Some people argue that we have better technology now but what they don't relaise is that the information we are collecting now will not impact predictions until several years time.

Yes, there is a general upward trend but the reality could be worse or not so bad depending how the approximations are viewed.

 

MIT 2008 simple model.png

Posted
20 minutes ago, parallelman said:

Anyone that thinks that that climate change is by now an exact science is wrong and here I'm referring to just natural climate. All climate Models (and there are a few) revolve around solving PDE's (Navier-Stokes for example) for quite a few variables. Only in very simple states can the PDE's be sovolved analytically but for the climate they have to be numerically approximated. Then there is the problem differentiating land and sea effects and further differentiatin terrain, mountains, forests, hills, valleys and planes which all react differently and affect each other. Not to mention various forces that also need to be accounted for. Now add to that Global Warming (human/animal influence on climate) concrete buildings and roads, how close or far they apart, big small and so on and on. The enclosed picture is from a MIT lecture, 2008, describing a simple 1 year computer model simulation. Each square is divided further into 'grid-cells' and some basic equations applied. It apparently took about 1.5 trillion calculations. More complete simulations require a great deal more computing power...and where does that come from?

Some people argue that we have better technology now but what they don't relaise is that the information we are collecting now will not impact predictions until several years time.
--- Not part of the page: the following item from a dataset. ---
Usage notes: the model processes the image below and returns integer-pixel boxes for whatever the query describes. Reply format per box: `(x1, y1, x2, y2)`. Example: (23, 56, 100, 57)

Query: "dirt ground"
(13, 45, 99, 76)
Yes, there is a general upward trend but the reality could be worse or not so bad depending how the approximations are viewed.

 

MIT 2008 simple model.png

 

You’re correct that climate models rely on solving PDEs like Navier-Stokes and require numerical approximations due to the complexity of Earth's systems. However, the claim that better technology won’t impact predictions for years overlooks how iterative improvements refine both short- and long-term forecasts.
 

Uncertainties are a feature of modeling complex systems, not a flaw, and the consistent upward trend in global temperatures is supported by robust, independently verified models. Uncertainty often points to the potential for worse outcomes, not less severe ones.
 

As for the graphic, it’s outdated and adds little to the discussion. The coarse 2.8° x 2.8° grid from CCM3 reflects decades-old modeling, while modern models use much finer resolutions, capturing regional effects far more accurately. Using such an example doesn’t reflect today’s advanced climate science.